Desiring to further the objectives of GATT 1994;

Recognizing the important contribution that international standards and conformity assessment systems can make in this regard by improving efficiency of production and facilitating the conduct of international trade;

Desiring therefore to encourage the development of such international standards and conformity assessment systems;

Desiring however to ensure that technical regulations and standards, including packaging, marking and labelling requirements, and procedures for assessment of conformity with technical regulations and standards do not create unnecessary obstacles to international trade;

Recognizing that no country should be prevented from taking measures necessary to ensure the quality of its exports, or for the protection of human, animal or plant life or health, of the environment, or for the prevention of deceptive practices, at the levels it considers appropriate, subject to the requirement that they are not applied in a manner which would constitute a means of arbitrary or unjustifiable discrimination between countries where the same conditions prevail or a disguised restriction on international trade, and are otherwise in accordance with the provisions of this Agreement;

Recognizing that no country should be prevented from taking measures necessary for the protection of its essential security interest;

Recognizing the contribution which international standardization can make to the transfer of technology from developed to developing countries;

Recognizing that developing countries may encounter special difficulties in the formulation and application of technical regulations and standards and procedures for assessment of conformity with technical regulations and standards, and desiring to assist them in their endeavours in this regard;

Hereby agree as follows:

Article 1

General Provisions


1.1 General terms for standardization and procedures for assessment of conformity shall normally have the meaning given to them by definitions adopted within the United Nations system and by international standardizing bodies taking into account their context and in the light of the object and purpose of this Agreement.

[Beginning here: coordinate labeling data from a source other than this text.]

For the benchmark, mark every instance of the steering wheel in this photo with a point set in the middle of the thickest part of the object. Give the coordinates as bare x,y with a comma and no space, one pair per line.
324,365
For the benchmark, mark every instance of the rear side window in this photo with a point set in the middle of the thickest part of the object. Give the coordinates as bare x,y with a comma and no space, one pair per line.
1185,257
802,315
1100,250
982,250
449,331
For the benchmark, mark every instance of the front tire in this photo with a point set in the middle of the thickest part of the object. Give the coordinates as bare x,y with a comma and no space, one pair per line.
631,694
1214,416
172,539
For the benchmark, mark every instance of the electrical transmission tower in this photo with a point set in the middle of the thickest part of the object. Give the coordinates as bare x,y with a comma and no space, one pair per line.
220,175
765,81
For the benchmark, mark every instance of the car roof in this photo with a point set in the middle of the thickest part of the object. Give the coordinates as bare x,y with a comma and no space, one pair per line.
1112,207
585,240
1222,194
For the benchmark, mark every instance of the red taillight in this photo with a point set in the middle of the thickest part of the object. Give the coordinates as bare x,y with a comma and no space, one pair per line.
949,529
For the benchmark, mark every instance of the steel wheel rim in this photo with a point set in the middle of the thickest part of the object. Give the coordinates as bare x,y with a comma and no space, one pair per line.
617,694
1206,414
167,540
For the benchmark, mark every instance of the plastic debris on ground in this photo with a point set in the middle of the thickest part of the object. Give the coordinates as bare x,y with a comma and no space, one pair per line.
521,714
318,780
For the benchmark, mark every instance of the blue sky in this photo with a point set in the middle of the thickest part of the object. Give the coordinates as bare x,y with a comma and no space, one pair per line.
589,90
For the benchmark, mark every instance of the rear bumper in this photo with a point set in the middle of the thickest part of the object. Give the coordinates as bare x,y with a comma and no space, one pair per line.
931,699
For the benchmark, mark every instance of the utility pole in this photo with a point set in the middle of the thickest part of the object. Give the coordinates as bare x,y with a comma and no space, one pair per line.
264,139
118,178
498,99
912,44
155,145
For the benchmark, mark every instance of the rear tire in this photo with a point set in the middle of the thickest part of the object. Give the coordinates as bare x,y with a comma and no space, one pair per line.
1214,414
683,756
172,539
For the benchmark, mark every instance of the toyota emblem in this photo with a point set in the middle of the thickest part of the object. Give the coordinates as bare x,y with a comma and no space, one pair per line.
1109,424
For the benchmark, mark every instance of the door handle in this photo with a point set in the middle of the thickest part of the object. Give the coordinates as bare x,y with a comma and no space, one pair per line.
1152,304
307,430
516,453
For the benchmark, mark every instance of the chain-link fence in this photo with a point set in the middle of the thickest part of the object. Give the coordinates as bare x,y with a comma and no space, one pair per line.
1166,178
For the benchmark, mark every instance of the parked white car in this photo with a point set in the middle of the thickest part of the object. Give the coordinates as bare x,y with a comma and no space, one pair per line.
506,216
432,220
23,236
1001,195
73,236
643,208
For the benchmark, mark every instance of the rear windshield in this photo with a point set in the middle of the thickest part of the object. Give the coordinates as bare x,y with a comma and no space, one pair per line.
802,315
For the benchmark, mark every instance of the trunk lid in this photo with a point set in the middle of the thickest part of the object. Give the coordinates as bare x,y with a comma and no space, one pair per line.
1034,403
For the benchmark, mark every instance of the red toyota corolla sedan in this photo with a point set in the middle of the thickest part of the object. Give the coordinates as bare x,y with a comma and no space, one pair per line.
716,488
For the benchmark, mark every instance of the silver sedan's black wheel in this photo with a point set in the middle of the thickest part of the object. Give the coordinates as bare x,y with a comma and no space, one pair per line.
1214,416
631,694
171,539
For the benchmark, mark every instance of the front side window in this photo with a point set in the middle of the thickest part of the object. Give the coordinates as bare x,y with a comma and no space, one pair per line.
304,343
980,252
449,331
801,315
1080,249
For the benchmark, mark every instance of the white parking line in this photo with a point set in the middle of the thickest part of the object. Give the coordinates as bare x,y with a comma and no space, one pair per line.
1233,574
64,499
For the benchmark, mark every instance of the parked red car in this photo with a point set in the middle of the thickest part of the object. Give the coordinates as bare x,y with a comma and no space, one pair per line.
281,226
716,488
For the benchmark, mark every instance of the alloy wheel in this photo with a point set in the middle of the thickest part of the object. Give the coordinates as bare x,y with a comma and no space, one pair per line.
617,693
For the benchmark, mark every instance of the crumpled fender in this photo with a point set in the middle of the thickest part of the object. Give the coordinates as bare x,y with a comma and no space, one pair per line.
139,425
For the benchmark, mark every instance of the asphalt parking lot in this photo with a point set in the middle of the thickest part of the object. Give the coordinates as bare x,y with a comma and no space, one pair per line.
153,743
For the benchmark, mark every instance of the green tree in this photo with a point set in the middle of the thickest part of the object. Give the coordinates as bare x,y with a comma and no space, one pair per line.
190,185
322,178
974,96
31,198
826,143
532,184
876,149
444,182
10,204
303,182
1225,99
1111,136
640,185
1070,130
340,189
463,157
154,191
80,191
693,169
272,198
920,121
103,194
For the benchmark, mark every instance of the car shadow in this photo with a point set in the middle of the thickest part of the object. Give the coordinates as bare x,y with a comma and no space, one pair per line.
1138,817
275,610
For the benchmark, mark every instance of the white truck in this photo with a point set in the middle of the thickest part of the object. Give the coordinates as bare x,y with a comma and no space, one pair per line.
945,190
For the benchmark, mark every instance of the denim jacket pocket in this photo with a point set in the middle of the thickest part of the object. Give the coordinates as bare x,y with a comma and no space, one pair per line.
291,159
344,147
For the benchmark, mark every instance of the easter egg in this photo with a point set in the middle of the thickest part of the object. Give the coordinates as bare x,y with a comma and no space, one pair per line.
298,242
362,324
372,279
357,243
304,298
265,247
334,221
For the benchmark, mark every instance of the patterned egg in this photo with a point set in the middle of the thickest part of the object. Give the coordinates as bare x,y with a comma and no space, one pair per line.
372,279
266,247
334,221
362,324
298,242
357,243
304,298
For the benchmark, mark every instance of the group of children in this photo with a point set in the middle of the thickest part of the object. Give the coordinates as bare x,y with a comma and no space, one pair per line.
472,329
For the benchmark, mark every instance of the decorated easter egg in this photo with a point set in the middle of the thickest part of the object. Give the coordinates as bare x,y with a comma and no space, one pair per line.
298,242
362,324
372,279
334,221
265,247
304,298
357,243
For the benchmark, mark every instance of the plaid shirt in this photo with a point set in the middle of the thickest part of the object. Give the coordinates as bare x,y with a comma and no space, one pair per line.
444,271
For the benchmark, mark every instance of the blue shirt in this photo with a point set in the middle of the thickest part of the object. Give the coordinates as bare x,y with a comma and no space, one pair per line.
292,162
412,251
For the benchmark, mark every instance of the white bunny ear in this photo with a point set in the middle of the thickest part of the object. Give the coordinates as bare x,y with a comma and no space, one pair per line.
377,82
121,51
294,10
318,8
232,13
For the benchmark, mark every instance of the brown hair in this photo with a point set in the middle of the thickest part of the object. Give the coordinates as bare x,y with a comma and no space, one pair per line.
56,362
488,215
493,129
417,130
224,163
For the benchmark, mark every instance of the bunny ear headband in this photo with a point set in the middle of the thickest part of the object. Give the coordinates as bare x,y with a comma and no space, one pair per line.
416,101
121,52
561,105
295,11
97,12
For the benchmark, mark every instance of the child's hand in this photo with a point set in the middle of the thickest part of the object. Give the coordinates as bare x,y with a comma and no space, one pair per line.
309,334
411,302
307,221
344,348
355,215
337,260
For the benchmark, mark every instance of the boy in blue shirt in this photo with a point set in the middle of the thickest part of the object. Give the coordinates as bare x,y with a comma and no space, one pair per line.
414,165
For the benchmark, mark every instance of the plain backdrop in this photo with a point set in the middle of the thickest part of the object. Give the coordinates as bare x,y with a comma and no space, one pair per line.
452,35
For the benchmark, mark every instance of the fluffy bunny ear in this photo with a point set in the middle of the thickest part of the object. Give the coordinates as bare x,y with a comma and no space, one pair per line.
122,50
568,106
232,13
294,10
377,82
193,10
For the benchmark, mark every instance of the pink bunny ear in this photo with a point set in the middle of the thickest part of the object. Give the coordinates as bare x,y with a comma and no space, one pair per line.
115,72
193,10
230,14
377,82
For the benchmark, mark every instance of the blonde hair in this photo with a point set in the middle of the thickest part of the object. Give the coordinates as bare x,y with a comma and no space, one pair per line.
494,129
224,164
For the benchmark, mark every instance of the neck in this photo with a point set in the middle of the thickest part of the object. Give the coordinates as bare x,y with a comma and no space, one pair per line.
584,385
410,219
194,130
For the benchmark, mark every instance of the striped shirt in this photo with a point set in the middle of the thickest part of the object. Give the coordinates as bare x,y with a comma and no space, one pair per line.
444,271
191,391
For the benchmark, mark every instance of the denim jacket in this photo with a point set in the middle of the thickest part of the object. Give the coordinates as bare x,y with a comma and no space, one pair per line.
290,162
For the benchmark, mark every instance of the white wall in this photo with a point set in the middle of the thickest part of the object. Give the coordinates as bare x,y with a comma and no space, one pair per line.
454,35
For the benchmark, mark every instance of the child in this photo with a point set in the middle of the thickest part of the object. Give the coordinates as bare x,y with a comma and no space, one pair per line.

1.2 However, for the purposes of this Agreement the meaning of the terms given in Annex 1 applies.

1.3 All products, including industrial and agricultural products, shall be subject to the provisions of this Agreement.

1.4 Purchasing specifications prepared by governmental bodies for production or consumption requirements of governmental bodies are not subject to the provisions of this Agreement but are addressed in the Agreement on Government Procurement, according to its coverage.

1.5 The provisions of this Agreement do not apply to sanitary and phytosanitary measures as defined in Annex A of the Agreement on the Application of Sanitary and Phytosanitary Measures.

1.6 All references in this Agreement to technical regulations, standards and conformity assessment procedures shall be construed to include any amendments thereto and any additions to the rules or the product coverage thereof, except amendments and additions of an insignificant nature.

TECHNICAL REGULATIONS AND STANDARDS

Article 2

Preparation, Adoption and Application of Technical Regulations

by Central Government Bodies

With respect to their central government bodies:

2.1 Members shall ensure that in respect of technical regulations, products imported from the territory of any Member shall be accorded treatment no less favourable than that accorded to like products of national origin and to like products originating in any other country.

2.2 Members shall ensure that technical regulations are not prepared, adopted or applied with a view to or with the effect of creating unnecessary obstacles to international trade. For this purpose, technical regulations shall not be more trade-restrictive than necessary to fulfil a legitimate objective, taking account of the risks non-fulfilment would create. Such legitimate objectives are, inter alia: national security requirements; the prevention of deceptive practices; protection of human health or safety, animal or plant life or health, or the environment. In assessing such risks, relevant elements of consideration are, inter alia: available scientific and technical information, related processing technology or intended end-uses of products.